The committee is not alone in this opinion. “These guys are a version of ‘too big to fail,’” said Sen. Ron Wyden, an Oregon Democrat who chairs the Senate Finance Committee and a longtime critic of Microsoft. “I think it’s time to strengthen the antitrust side of the house, and deal with antitrust violations.”
The FTC’s investigation into Microsoft, which was first reported by Financial Times and Bloombergfar from the company’s first clash with federal regulators over antitrust issues. More than two decades ago, the Department of Justice sued the company in a landmark antitrust case that nearly led to its breakup. Federal prosecutors alleged that Microsoft maintained an illegal monopoly in the operating system market through anticompetitive conduct that prevented competitors from gaining a foothold. Ultimately, the Department of Justice reached a settlement with Microsoft, and a federal judge approved the settlement Consent decree Which imposed restrictions on how the company could develop and license software.

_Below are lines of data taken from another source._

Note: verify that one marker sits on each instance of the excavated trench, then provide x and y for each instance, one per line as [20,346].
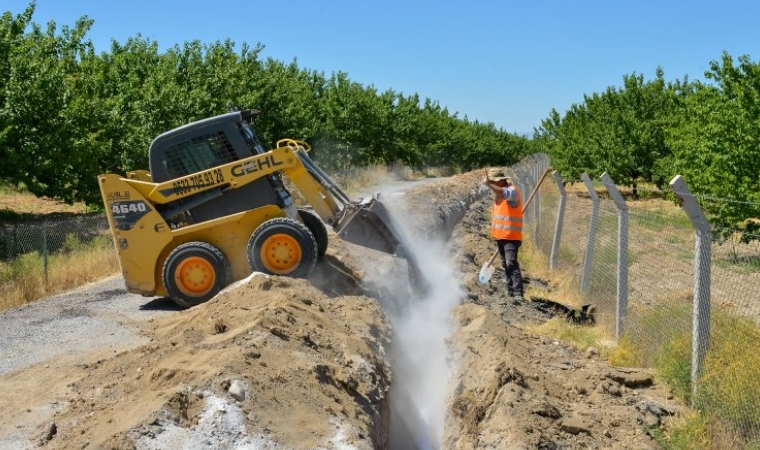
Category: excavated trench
[349,359]
[422,322]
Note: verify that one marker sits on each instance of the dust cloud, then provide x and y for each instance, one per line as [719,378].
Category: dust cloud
[421,325]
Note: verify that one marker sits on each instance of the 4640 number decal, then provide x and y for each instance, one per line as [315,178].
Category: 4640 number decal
[127,213]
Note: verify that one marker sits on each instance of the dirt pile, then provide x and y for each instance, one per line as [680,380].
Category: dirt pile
[307,364]
[272,361]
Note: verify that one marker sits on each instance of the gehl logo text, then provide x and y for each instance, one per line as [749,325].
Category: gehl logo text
[255,166]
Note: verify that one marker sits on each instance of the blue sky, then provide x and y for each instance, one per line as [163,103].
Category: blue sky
[508,62]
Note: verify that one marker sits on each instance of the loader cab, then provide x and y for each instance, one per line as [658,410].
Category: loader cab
[206,144]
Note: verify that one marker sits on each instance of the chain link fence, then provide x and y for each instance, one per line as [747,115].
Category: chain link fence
[688,309]
[34,246]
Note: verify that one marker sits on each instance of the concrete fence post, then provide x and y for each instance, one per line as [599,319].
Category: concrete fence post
[591,239]
[523,179]
[622,263]
[700,343]
[560,220]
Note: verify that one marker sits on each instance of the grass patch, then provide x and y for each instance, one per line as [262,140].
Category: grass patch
[728,394]
[24,279]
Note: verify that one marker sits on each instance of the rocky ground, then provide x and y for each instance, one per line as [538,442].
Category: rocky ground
[347,359]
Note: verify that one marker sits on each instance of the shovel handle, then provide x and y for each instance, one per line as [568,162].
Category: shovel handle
[492,258]
[538,185]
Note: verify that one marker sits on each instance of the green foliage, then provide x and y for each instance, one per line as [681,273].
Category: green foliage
[68,114]
[619,131]
[714,140]
[650,131]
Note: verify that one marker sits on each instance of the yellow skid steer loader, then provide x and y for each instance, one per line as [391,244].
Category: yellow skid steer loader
[213,208]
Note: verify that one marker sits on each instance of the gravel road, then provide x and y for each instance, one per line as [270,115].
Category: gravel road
[98,315]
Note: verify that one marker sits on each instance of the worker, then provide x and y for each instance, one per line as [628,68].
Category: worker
[506,227]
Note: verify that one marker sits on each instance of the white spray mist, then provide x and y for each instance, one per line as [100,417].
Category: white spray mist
[421,327]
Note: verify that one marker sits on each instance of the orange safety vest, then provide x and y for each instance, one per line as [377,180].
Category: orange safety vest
[506,218]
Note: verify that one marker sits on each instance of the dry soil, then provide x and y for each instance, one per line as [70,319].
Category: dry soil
[280,363]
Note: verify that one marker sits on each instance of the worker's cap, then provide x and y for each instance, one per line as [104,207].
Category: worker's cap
[497,174]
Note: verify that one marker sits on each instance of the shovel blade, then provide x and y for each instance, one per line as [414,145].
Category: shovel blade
[485,273]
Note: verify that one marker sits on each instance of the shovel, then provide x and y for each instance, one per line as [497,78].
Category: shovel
[488,268]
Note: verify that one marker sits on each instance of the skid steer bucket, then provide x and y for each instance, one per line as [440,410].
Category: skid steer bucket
[368,223]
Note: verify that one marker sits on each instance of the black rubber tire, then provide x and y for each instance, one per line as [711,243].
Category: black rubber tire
[300,234]
[317,228]
[222,274]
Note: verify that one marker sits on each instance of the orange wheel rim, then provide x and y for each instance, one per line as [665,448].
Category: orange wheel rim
[281,253]
[195,276]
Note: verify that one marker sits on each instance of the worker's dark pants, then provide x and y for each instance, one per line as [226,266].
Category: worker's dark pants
[508,251]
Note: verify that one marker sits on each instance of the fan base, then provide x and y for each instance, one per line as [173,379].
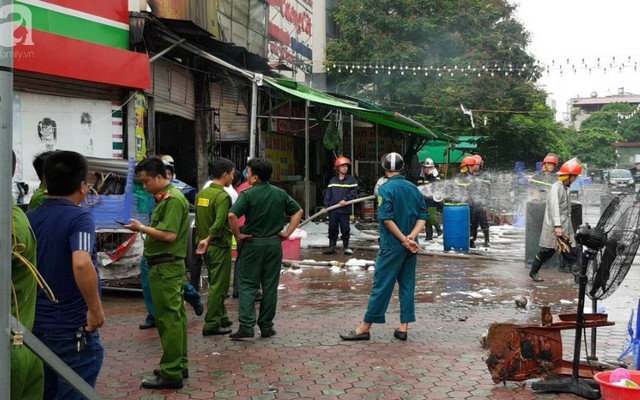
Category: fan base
[586,388]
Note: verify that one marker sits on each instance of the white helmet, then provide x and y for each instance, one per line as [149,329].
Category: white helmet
[393,162]
[167,159]
[428,163]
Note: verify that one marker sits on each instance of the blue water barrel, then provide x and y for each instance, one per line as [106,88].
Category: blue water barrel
[455,224]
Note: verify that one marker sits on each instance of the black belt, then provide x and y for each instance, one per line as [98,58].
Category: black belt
[151,261]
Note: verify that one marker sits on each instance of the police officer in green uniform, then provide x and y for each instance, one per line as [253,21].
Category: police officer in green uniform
[260,257]
[214,243]
[165,247]
[402,213]
[41,192]
[27,375]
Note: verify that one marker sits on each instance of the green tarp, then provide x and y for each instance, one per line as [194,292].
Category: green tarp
[437,150]
[386,118]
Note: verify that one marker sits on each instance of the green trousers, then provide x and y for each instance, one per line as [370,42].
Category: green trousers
[166,282]
[259,265]
[27,375]
[218,262]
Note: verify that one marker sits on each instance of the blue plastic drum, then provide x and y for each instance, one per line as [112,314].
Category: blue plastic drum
[456,227]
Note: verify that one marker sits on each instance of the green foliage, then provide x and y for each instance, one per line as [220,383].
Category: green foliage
[507,107]
[593,146]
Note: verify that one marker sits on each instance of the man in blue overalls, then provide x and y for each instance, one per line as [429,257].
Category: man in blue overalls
[402,213]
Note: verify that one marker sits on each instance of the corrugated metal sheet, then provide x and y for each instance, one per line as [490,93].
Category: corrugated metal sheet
[173,89]
[230,97]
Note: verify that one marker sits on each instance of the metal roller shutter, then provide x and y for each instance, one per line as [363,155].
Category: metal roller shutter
[230,97]
[57,86]
[173,89]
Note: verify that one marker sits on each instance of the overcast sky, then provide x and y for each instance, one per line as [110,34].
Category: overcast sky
[583,29]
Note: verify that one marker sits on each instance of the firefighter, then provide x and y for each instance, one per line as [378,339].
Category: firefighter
[557,230]
[477,189]
[342,188]
[426,185]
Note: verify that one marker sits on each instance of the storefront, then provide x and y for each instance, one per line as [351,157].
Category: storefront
[65,95]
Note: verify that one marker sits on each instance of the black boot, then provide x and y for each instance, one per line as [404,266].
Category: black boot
[332,247]
[535,267]
[429,232]
[345,247]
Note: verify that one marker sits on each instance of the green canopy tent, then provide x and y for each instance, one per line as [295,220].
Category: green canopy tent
[294,89]
[444,152]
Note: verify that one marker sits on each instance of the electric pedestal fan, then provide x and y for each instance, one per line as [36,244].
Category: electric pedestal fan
[609,250]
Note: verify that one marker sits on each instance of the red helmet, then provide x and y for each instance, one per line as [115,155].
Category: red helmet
[468,161]
[341,161]
[571,167]
[551,158]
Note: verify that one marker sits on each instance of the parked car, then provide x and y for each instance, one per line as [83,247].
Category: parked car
[620,180]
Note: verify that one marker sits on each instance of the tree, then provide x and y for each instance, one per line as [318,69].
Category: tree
[487,70]
[593,146]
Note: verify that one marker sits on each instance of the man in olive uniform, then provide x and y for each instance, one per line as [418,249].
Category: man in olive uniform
[41,192]
[27,375]
[402,213]
[426,186]
[261,257]
[214,243]
[165,248]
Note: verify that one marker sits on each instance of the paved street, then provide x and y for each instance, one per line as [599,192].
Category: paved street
[457,298]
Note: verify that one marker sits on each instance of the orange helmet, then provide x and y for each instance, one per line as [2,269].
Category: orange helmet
[341,161]
[571,167]
[468,161]
[551,158]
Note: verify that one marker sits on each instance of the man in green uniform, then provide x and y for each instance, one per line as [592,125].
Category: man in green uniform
[27,375]
[261,255]
[165,248]
[41,192]
[214,243]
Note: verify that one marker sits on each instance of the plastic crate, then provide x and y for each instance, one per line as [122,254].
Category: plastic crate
[610,391]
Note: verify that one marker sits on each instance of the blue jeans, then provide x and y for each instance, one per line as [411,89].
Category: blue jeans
[191,295]
[86,363]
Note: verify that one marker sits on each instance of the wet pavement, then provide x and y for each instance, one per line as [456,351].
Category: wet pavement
[456,300]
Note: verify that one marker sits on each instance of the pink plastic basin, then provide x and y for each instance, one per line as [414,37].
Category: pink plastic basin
[610,391]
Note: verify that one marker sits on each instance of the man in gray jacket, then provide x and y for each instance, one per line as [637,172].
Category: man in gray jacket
[557,231]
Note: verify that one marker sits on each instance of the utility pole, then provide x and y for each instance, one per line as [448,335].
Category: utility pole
[6,200]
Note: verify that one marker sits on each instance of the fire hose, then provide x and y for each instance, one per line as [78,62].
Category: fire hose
[326,210]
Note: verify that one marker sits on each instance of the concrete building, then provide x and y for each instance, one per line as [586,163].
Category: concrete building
[580,109]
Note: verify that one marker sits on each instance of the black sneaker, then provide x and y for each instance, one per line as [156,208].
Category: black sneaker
[268,334]
[185,373]
[241,335]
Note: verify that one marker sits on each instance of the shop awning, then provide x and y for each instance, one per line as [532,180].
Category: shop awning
[441,151]
[387,118]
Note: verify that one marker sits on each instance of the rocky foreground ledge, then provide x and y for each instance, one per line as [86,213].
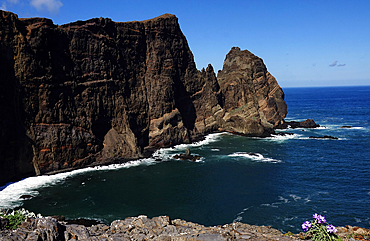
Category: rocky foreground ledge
[157,228]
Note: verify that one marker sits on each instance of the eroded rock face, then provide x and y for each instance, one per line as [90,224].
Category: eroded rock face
[97,91]
[253,100]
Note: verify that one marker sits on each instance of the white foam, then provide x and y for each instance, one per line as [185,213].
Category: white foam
[295,197]
[254,156]
[208,139]
[9,196]
[356,128]
[167,154]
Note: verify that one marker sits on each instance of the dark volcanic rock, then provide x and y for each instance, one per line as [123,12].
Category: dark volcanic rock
[252,99]
[309,123]
[141,228]
[97,91]
[3,222]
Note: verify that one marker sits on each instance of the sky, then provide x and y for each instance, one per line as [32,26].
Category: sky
[303,43]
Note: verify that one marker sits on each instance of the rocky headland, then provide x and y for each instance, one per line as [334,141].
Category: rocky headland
[97,92]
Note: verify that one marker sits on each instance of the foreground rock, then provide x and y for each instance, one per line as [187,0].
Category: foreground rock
[97,91]
[139,228]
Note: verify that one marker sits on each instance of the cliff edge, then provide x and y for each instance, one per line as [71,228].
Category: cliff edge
[97,91]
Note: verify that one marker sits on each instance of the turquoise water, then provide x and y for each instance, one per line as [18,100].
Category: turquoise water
[278,181]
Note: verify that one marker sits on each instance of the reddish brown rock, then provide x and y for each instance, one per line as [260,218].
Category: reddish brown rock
[253,100]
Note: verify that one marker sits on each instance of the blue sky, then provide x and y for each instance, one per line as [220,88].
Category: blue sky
[303,43]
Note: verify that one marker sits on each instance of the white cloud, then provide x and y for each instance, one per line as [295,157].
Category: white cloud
[50,5]
[333,64]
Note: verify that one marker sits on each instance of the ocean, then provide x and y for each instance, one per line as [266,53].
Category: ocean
[278,181]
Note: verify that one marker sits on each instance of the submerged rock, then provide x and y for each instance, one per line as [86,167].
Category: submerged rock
[99,92]
[324,137]
[187,156]
[309,123]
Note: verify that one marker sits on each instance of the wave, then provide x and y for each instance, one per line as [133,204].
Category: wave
[207,140]
[9,195]
[167,154]
[254,156]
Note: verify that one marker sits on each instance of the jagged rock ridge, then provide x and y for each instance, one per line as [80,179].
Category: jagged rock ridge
[98,91]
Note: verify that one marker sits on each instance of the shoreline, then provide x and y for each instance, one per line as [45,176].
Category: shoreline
[157,228]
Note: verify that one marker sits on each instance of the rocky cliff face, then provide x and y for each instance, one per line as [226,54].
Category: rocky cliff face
[99,91]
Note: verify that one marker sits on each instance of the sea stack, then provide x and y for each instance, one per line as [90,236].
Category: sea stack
[98,91]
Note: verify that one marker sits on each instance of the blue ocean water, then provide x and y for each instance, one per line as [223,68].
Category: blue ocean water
[279,181]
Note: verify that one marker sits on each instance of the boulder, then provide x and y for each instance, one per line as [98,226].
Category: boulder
[309,123]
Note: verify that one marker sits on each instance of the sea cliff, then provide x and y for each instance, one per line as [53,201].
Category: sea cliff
[98,91]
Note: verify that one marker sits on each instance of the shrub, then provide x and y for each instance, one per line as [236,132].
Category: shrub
[319,229]
[16,217]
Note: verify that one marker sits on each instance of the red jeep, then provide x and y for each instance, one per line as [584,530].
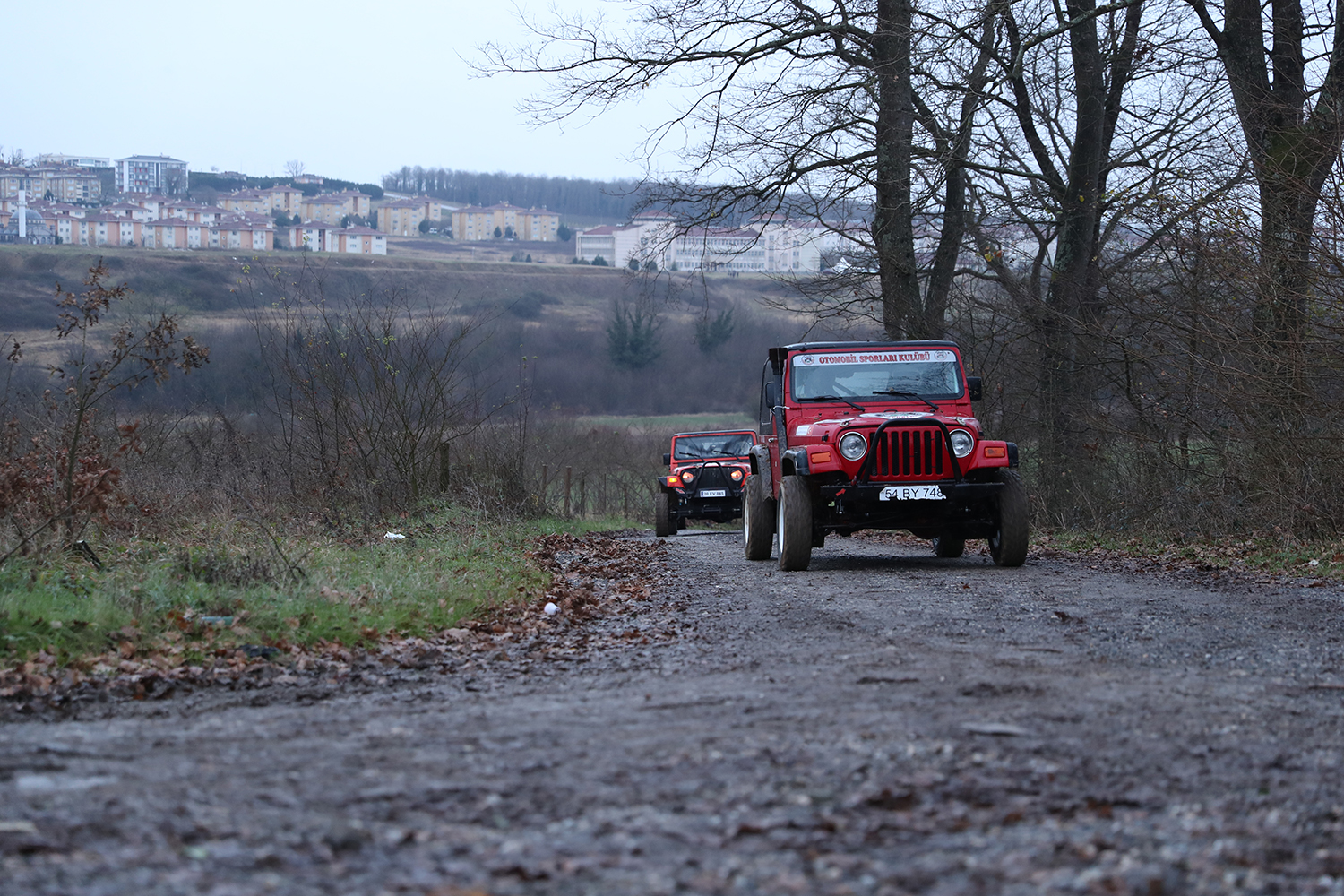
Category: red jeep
[878,435]
[707,470]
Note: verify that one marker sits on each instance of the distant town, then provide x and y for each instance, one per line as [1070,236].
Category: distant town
[144,202]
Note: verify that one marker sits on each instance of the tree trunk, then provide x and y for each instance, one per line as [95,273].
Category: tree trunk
[892,220]
[1072,300]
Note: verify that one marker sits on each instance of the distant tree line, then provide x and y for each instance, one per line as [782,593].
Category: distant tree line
[211,180]
[575,196]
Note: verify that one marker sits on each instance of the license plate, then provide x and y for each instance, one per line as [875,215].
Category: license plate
[911,493]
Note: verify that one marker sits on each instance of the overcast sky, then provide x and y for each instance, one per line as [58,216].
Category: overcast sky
[349,88]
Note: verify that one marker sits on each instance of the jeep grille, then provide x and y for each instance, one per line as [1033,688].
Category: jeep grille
[910,452]
[712,477]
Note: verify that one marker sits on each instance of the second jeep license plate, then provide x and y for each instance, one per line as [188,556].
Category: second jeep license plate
[911,493]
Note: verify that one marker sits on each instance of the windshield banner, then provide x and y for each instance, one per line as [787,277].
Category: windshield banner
[894,357]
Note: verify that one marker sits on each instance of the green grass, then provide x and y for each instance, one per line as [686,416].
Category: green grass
[676,422]
[1266,552]
[352,590]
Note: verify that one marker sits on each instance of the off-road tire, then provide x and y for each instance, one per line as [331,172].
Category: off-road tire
[757,520]
[663,524]
[949,547]
[1008,546]
[793,522]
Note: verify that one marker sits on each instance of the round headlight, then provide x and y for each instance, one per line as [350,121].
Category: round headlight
[852,446]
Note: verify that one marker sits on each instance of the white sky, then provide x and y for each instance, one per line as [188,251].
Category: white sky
[352,89]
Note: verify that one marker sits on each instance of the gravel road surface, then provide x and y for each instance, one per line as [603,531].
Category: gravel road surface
[883,723]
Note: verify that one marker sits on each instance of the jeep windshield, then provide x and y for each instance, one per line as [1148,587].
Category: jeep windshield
[701,447]
[900,373]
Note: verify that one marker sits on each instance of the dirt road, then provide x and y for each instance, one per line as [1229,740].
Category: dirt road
[883,723]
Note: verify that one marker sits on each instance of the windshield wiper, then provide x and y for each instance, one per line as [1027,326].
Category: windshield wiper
[833,398]
[900,394]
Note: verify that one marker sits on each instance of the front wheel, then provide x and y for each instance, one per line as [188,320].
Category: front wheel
[793,521]
[663,525]
[757,519]
[1008,544]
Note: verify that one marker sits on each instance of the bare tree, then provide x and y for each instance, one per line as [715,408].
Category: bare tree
[793,108]
[1293,134]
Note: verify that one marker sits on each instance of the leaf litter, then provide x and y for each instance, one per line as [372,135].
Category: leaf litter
[590,576]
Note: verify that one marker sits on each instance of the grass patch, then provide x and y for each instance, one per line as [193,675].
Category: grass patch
[1268,552]
[675,422]
[225,586]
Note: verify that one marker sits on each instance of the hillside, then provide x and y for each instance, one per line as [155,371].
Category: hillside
[553,314]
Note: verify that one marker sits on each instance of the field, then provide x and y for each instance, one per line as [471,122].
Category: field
[551,314]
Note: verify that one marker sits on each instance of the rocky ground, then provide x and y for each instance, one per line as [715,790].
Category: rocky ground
[694,723]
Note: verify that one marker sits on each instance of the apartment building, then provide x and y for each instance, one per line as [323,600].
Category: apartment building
[59,183]
[771,245]
[327,209]
[155,203]
[177,233]
[285,198]
[257,202]
[241,233]
[78,161]
[402,218]
[357,239]
[330,238]
[151,175]
[616,245]
[480,222]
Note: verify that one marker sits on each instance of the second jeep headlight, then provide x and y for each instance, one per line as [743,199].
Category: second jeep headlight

John Lopatka, former counsel to the Federal Trade Commission He knows now Pennsylvania antitrust law told ProPublica that Microsoft’s actions detailed in the news organization’s recent reporting followed a “very familiar pattern” of behavior.
“It mirrors the Microsoft case” from decades ago, said Lopatka, who co-authored a book on the case.
In the new investigation, the FTC sent Microsoft a request for a civil investigation, the agency’s version of a subpoena, forcing the company to hand over information, people familiar with the investigation said. Microsoft confirmed that it had received the document.
Company spokesman David Cody did not comment on the details of the investigation but said the FTC’s request is “broad and broad in scope and asks for things outside the realm of possibility to even make sense.” He declined to provide recorded examples. The Federal Trade Commission declined to comment.
The agency’s investigation comes after a public comment period in 2023 during which it requested information about cloud computing providers’ business practices. When that ended, the FTC said it had continuing interest in whether “to be sure Business practices hinder competition.”
Microsoft’s latest order marks one of FTC Commissioner Lina Khan’s final moves as chair, and the investigation appears to be gaining steam as the Biden administration nears its end. But the committee’s new leadership will decide the future of the investigation.
President-elect Donald Trump said this month that he would elevate Commissioner Andrew Ferguson, a Republican lawyer, to lead the agency. After this announcement, Ferguson He said in a post on X“At the FTC, we will end Big Tech’s vendetta against competition and free speech. We will ensure that America is the world’s technology leader and the best place for innovators to bring new ideas to life.
Trump also said he would nominate Republican lawyer Mark Meador for commissioner, describing him as a man of commission “Antitrust enforcer” Who previously worked at the Federal Trade Commission and the Department of Justice. Meador is also a former aide to Sen. Mike Lee, a Republican from Utah who introduced legislation to break up Google.